To obtain mantle Xe isotope ratios, it is necessary to remove contamination by atmospheric Xe, which could start before 2.5 billion years ago. Theoretically, the many non-radiogenic isotopic ratios (^{124}Xe/^{130}Xe, ^{126}Xe/^{130}Xe, and ^{128}Xe/^{130}Xe) can be used to accurately correct for atmospheric contamination if slight differences between air and mantle can be precisely measured. Still, we cannot reach such precision with current techniques.

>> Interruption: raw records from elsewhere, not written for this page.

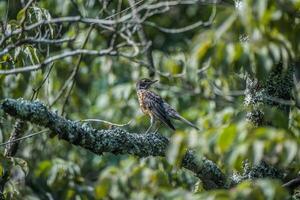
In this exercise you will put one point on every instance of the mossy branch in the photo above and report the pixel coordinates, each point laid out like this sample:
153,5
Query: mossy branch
116,141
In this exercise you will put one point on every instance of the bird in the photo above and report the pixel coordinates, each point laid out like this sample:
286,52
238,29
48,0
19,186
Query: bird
153,105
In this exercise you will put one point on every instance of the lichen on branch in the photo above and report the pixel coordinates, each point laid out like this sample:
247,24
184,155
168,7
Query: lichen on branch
116,141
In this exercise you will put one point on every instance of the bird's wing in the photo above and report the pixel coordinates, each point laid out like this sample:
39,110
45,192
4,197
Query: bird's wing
155,104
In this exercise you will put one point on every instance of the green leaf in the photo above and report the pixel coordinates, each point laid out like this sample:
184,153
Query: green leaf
226,138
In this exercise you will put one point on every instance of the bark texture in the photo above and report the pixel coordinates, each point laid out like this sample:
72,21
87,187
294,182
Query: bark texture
116,141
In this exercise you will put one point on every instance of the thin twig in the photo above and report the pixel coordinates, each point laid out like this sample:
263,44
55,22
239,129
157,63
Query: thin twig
24,137
75,70
58,57
106,122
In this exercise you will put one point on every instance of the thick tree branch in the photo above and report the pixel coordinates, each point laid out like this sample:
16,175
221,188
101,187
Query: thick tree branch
116,141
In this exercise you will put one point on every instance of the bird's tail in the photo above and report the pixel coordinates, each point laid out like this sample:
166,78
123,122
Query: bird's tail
187,122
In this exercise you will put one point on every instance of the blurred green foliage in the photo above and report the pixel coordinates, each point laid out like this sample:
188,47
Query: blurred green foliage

=== Xe in other planets ===

==== Mars ====
On Mars, Xe isotopes in the present atmosphere are mass fractionated relative to their primordial composition from in situ measurement of the Curiosity Rover at Gale Crater, Mars. Paleo-atmospheric Xe trapped in the Martian regolith breccia NWA 11220 is mass-dependently fractionated relative to solar Xe by ~16.2‰. The extent of fractionation is comparable for Mars and Earth, which may be compelling evidence that hydrodynamic escape also occurred in the Mars history. The regolith breccia NWA7084 and the >4 Ga orthopyroxene ALH84001 Martian meteorites trap ancient Martian atmospheric gases with little if any Xe isotopic fractionation relative to modern Martian atmospheric Xe. Alternative models for Mars consider that the isotopic fractionation and escape of Mars atmospheric Xe occurred very early in the planet's history and ceased around a few hundred million years after planetary formation rather than continuing during its evolutionary history

==== Venus ====
Xe has not been detected in Venus's atmosphere. ^{132}Xe has an upper limit of 10 parts per billion by volume. The absence of data on the abundance of Xe precludes us from evaluating if the abundance of Xe is close to solar values or if there is Xe paradox on Venus. The lack also prevents us from checking if the isotopic composition has been mass dependently fractionated, as in the case of Earth and Mars.

==== Jupiter ====
Jupiter's atmosphere has 2.5 ± 0.5 times the solar abundance values for Xenon and similarly elevated argon and krypton (2.1 ± 0.5 and 2.7 ± 0.5 times solar values separately). These signals of enrichment are due to these elements coming to Jupiter in very cold (T<30K) icy planetesimals.